Some form of evaluation will certainly be a feature of your project, even if it is only based on subjective perceptions and general observations.
The most important question in evaluation is: what was the purpose or objective of the project - what was the desired outcome? It is unreasonable to expect one small project to change everything overnight, so set realistic targets.
If you hope to evaluate in a way which gives results of any consistency, reliability or validity, your planning at the outset will need to cover this area. To wait until the end of the project before attempting to evaluate is a recipe for confusion and self-deception - all you will be able to check on a post-hoc only basis is whether the 'consumers' say they were satisfied, and whether they have more or less positive attitudes towards their experiences. While this kind of 'evaluation' can give the project organiser a nice warm rosy glow, the 'grateful testimonials' approach will be regarded with cynicism by many hard-headed professionals.
Having said that, to evaluate thoroughly can be fairly time consuming, and there is no point in devoting scarce time to this part of the exercise unless you have particular objectives in mind.

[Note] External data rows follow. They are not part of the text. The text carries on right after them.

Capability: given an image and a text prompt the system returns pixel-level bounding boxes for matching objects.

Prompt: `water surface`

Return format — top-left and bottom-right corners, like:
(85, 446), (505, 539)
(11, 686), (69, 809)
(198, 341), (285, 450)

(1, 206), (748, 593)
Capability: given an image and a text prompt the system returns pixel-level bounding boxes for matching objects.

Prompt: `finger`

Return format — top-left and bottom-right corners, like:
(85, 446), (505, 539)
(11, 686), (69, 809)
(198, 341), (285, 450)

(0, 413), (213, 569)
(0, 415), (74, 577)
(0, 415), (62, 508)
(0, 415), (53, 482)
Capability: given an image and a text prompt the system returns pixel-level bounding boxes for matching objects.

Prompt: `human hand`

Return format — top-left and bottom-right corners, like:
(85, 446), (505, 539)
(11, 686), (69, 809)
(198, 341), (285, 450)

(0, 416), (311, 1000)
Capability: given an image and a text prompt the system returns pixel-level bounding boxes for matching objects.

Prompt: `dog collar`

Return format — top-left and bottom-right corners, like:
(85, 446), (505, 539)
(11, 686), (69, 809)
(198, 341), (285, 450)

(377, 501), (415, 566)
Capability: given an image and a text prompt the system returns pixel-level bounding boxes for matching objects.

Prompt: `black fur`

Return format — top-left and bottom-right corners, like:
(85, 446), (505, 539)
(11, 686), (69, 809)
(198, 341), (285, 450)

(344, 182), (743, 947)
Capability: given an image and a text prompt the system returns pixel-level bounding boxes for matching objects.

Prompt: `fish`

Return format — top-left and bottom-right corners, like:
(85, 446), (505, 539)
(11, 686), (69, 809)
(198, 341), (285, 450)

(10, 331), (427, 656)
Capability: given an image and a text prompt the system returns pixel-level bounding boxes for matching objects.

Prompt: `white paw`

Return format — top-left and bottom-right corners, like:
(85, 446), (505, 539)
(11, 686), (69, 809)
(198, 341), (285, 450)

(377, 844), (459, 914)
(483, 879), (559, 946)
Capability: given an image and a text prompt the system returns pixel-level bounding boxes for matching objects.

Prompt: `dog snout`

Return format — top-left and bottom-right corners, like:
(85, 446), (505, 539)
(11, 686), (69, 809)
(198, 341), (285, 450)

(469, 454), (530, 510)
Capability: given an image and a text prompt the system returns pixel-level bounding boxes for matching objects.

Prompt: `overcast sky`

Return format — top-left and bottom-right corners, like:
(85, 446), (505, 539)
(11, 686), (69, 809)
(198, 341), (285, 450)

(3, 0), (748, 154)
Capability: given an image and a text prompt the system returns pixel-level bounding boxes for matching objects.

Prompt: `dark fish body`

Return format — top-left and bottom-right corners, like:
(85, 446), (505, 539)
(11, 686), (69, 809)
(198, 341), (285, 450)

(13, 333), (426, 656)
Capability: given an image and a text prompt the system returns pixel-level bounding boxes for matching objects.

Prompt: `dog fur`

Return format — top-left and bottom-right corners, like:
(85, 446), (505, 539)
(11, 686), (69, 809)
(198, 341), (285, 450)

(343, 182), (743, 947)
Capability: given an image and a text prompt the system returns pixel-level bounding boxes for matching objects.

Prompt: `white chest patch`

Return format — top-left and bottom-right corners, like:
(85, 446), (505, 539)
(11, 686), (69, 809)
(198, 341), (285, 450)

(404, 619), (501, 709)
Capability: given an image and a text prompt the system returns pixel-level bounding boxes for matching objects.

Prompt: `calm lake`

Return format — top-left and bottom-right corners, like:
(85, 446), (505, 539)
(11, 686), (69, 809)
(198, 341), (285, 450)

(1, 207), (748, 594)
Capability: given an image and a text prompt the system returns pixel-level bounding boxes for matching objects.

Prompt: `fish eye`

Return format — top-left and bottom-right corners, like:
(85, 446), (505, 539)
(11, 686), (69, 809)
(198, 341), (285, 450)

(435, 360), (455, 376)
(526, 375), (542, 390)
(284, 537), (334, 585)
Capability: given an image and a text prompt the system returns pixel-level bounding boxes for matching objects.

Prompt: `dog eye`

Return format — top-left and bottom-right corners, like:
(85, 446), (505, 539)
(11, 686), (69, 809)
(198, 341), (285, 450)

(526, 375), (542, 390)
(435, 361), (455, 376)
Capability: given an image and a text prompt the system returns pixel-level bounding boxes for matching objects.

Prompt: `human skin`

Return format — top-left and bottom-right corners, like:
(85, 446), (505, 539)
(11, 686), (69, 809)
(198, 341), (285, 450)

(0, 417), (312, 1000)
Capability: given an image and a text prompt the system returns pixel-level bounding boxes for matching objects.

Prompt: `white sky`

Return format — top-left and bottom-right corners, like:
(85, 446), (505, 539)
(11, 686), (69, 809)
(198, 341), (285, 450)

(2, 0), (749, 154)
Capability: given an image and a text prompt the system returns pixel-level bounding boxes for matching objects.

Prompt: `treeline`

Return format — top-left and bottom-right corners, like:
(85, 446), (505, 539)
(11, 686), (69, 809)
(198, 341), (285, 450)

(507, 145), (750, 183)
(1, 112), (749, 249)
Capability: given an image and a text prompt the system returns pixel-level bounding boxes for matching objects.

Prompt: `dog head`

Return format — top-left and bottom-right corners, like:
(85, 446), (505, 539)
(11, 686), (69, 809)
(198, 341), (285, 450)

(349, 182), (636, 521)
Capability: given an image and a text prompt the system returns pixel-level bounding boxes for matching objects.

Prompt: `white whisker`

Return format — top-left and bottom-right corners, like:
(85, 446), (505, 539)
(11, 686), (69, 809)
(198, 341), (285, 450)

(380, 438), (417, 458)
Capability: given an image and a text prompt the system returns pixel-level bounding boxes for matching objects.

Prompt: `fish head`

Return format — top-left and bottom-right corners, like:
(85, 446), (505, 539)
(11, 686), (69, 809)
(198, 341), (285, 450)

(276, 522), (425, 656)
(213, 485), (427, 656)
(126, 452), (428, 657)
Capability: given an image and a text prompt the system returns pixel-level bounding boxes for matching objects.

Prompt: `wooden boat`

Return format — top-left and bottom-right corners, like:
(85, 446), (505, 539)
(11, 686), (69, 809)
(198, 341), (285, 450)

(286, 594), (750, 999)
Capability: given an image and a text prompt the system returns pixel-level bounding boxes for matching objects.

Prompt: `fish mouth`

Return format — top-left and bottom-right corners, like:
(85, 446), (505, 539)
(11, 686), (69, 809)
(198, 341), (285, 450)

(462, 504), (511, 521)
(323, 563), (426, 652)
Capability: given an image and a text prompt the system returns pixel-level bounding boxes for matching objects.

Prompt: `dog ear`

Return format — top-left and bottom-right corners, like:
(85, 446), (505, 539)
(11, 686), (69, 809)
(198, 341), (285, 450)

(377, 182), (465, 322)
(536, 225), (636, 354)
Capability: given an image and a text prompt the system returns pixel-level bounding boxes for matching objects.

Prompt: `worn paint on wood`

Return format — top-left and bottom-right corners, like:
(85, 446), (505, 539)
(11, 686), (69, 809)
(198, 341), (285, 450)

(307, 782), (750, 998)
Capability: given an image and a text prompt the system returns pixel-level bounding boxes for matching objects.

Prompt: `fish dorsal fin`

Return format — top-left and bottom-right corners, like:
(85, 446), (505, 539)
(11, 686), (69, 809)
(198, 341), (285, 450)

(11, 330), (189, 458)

Positive evaluation information can be extremely valuable to feed back in suitable form to the helping participants to enhance even further their motivation. It may also be useful for a wide range of social, educational and quasi-political purposes. Evaluation information can be useful in a host of ways in addition to its primary purpose, which is to check whether what you have done has worked, in order to enable you to adjust or improve your organisation on a subsequent occasion. Positive evaluation results can serve to improve the project co-ordinator's motivation, but if in the final analysis there is no clear purpose in mind, then don't do it, for it is likely to be a waste of time.
Firstly, a consideration of the research design is necessary. Most adequate summative evaluation will include at least a 'before and after' assessment of some sort, hence the need to plan evaluation before the project starts. The school may already routinely collect data in the curriculum area in question, and thus information on progress prior to peer tutoring and after peer tutoring could be readily available. Wherever possible, it is useful to establish a control or comparison group of children who are not experiencing peer assisted learning, or are having some alternative experience which includes as much time on the curriculum task and individual attention as the peer tutoring project.
Attainment and cognitive gains should also be checked for both tutors and tutees, since the helpers may be expected to gain as much if not more than the helped in these areas. Attitudinal and social gains should be the subject of assessment in both helpers and helped also. Especially in cross-age projects, separate measuring instruments may be necessary for the helpers and helped.
In measuring attainment gains, decisions have to be taken about whether to use some form of norm-referenced testing (to compare progress with normal expectations) or to use some form of criterion-referenced testing (which would check mastery of specific knowledge or information and tasks and skills learned). The latter approach tends to give bigger gains per se, because the assessment is more closely related to what has been learned, but the former gives a better index of generalisation to other materials. Some form of assessment delivered and scored by computer (as discussed above) could greatly reduce time costs for the teacher.
Some form of qualitative analysis could be applied, perhaps including error frequency counts, increased speed, and so on. For either norm- or criterion-referenced measurement, a decision will have to be made about whether to assess individually or in a group - this is basically a choice between the quick and easy but unreliable vs. the slow and time consuming but more detailed and trustworthy approach.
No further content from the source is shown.